On 04/06/2010 03:34, Jacques Garrigue wrote:
For instance, you can easily build a list of such plug-ins, with an
uniform interface, and add elements to this list through dynamic
loading. They can even expose internal data, with an abstract type.
Indeed!
That's basically our primary use of first-class modules at LexiFi. Our
application maintains several sets of extensible notions (like
"instruments" or "models") and it can load plugins which can register
new such objects. Roughly speaking, each instrument is represented as a
first-class module of type (module S) which looks like:
module type S = sig
type t (* the type of parameters for the instruments *)
val t: t ttype (* a dynamic representation of the type t *)
val name: string (* name to identify this instrument, presented
in a menu to the end-user *)
val run: t -> contract (* build a fresh contract, which is a notion
independent from the instrument *)
type attrs (* the type of attributes for this instrument *)
val attrs: attrs ttype (* dynamic representation of attrs *)
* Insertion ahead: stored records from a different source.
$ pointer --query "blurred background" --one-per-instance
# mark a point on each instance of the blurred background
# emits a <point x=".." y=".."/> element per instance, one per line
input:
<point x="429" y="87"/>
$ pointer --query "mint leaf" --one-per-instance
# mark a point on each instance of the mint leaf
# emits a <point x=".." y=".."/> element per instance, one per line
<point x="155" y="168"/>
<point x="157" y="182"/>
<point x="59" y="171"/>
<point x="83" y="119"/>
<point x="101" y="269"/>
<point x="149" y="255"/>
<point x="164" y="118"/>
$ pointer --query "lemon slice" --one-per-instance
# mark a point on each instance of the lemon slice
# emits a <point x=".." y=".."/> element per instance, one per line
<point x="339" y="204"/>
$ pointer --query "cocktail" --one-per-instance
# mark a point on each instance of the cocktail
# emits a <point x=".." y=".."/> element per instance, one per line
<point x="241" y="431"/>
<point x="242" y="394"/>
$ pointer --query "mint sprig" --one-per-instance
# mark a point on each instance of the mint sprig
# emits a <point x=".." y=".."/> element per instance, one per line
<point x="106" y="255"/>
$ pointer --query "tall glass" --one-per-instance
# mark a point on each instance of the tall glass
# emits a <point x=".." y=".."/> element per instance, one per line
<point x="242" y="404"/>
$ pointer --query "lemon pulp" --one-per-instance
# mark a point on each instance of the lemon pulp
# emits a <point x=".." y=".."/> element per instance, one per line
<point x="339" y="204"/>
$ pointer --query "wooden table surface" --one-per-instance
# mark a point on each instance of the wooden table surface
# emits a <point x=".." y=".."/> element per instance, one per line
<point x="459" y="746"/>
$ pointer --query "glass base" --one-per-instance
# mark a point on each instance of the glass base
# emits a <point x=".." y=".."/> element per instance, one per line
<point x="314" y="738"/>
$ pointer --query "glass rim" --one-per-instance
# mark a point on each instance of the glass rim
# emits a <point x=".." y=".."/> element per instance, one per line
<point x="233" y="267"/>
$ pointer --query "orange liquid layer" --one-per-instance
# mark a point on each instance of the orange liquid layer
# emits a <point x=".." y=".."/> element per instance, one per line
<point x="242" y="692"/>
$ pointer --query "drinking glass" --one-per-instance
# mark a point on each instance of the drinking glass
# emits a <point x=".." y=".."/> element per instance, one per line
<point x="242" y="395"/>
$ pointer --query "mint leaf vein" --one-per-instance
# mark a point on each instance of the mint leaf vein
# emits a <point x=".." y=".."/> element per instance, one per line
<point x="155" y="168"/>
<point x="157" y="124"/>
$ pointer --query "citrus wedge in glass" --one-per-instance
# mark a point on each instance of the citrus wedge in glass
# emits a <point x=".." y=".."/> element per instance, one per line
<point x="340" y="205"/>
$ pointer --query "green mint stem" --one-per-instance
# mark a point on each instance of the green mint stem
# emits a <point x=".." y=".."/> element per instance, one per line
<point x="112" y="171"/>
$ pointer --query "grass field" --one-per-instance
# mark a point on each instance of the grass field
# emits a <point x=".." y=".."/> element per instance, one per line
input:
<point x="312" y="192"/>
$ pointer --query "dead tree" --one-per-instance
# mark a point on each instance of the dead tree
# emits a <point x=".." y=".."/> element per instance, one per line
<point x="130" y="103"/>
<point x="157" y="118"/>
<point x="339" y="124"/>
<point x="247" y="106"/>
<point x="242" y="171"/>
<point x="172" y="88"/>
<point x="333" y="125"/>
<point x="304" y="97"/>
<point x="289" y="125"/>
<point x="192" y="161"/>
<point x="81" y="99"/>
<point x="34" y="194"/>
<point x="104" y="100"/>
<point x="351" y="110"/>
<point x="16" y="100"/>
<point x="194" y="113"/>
val compute: t -> contract -> attrs (* calculate attributes
from initial parameters and
a contract with history *)
(* ... *)
end
The idea is that each instrument defines a number of abstract types
(parameters, attributes) and operations on these types. It also exports
values that gives the concrete structural representation of these
abstract types (the 'a ttype components above) to enable generic
operations such as automatic generation of GUI for showing/editing
values of these types, or safe marshaling. These "type" values can be
derived automatically from the actual type definitions (either with a
syntax extension, or with a compiler modification in our case).